Foster Child

fosterchild.jpg
Courtesy photo
Brillante Mendoza/Philippines 2007

The lines between acting and life are impossible to discern in Foster Child, the story of one day in the life of a Manila foster mother that ends up packing an almighty punch. Filmed in an uncompromising vérité style complete with much authentic dust and rust and all the interruptions and fourth-wall breaking that a film involving dozens of babies is going to provide, the camera follows a family in a Philippines shanty town through extended scenes of domesticity and daily life. They cook, they eat, they bicker, they bathe, all in unedited scenes that just land you there, observing.

Brillante Mendoza’s hand-held camera follows characters through shacks and crowds and turbulent family ties without hurrying, or sometimes even seeming to be pointing in the right direction.

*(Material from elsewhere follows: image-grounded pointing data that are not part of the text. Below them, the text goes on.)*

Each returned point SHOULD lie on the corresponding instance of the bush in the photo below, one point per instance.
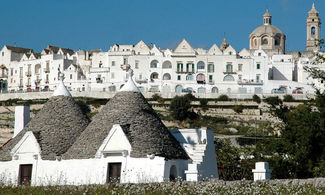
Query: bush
(256, 98)
(204, 104)
(238, 108)
(223, 98)
(190, 96)
(273, 101)
(288, 98)
(179, 107)
(156, 97)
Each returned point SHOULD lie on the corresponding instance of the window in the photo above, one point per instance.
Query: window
(167, 65)
(240, 67)
(154, 64)
(166, 76)
(113, 172)
(180, 67)
(154, 75)
(228, 78)
(258, 78)
(210, 67)
(313, 31)
(189, 77)
(210, 78)
(200, 65)
(265, 41)
(229, 68)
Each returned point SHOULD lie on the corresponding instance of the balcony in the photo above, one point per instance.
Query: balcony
(3, 75)
(185, 72)
(28, 74)
(250, 82)
(99, 80)
(229, 72)
(140, 81)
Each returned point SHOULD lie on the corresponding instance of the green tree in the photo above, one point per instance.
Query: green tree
(179, 107)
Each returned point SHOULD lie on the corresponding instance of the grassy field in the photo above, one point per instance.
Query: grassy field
(211, 187)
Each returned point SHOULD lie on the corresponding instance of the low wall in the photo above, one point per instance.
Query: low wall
(99, 94)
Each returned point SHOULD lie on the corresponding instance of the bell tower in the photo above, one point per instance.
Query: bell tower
(313, 30)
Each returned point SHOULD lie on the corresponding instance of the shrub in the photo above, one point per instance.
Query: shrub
(155, 97)
(179, 107)
(273, 101)
(256, 98)
(223, 98)
(190, 96)
(288, 98)
(238, 108)
(204, 104)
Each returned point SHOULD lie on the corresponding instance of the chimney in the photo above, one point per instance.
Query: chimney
(22, 117)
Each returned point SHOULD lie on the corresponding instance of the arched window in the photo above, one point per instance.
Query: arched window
(189, 77)
(154, 64)
(154, 75)
(214, 90)
(178, 89)
(37, 69)
(200, 65)
(201, 90)
(313, 31)
(200, 78)
(265, 41)
(167, 65)
(228, 78)
(173, 173)
(166, 76)
(229, 68)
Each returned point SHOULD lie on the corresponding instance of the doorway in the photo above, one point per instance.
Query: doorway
(25, 174)
(113, 172)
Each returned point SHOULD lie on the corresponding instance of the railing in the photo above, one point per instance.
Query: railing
(184, 72)
(141, 81)
(250, 82)
(4, 75)
(29, 73)
(227, 72)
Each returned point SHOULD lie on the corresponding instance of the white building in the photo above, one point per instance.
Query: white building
(217, 70)
(126, 142)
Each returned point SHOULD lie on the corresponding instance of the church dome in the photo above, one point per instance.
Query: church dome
(266, 29)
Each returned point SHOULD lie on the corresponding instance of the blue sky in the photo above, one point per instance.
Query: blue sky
(93, 24)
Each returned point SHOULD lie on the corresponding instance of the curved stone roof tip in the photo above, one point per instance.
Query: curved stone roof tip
(56, 127)
(61, 90)
(142, 126)
(130, 86)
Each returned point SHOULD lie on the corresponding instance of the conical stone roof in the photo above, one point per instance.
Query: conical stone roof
(142, 126)
(56, 126)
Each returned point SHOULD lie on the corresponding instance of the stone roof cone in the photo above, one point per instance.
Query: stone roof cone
(142, 126)
(56, 126)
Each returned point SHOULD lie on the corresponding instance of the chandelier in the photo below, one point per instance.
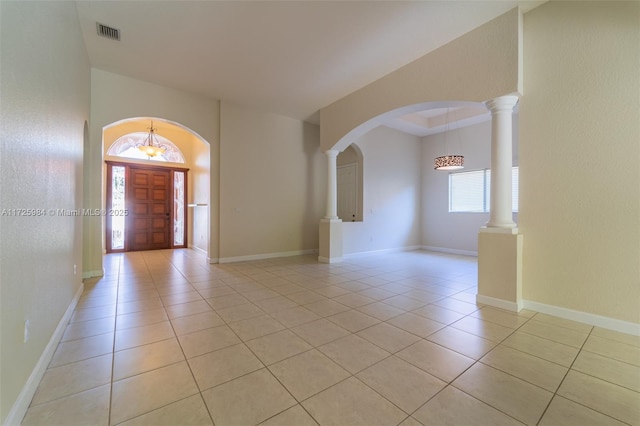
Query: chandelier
(151, 147)
(449, 161)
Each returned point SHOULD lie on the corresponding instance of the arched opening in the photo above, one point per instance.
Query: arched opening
(185, 150)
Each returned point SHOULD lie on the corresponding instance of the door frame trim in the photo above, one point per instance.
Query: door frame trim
(127, 167)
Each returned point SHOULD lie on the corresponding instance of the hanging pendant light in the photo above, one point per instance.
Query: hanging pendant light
(449, 161)
(151, 147)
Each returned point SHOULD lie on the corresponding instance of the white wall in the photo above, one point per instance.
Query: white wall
(45, 85)
(273, 180)
(197, 157)
(392, 193)
(455, 232)
(200, 186)
(579, 157)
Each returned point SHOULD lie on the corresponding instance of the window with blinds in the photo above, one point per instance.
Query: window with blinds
(470, 192)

At one point a character sets about opening a can with a four-inch blade and it starts to seem the camera could run out of battery power before he manages to get it done.

After a while you realize that you’re following Thelma (Cherry Pie Picache) on what turns out to be her last day fostering three-year-old John-John (Kier Segundo) before he is given over to an American couple for a new life in San Francisco. Thelma is a loving, compassionate foster mother, in a location where the number of unwanted babies and orphans has turned fostering into an assembly-line process.

Mendoza positions everyone involved in the fostering and adoption process in a positive light, but then stacks the deck a bit by arranging for the hand-over of John-John to be in the American couple’s swanky hotel, where the Americans can’t help but seem condescending and shady. Thelma’s dignity and unconditional affection for all her children, real and adopted, is so completely beyond question that you regret Mendoza deliberately removing that dignity from her when faced with a marbled bathroom and complicated plumbing. Arranging for Thelma to actually get soaked in the hotel’s posh shower during what’s already a heartrending situation is a level of manipulation that led at least one viewer to seethe.

I was seething since Picache is astonishing, building an effortlessly moving performance from incremental maternal movements and feints. At the end, when the inevitable fostering cycle plays out and Thelma’s sadness breaks through the surface, Picache turns herself inside out. You would have given a lot to stop that happening.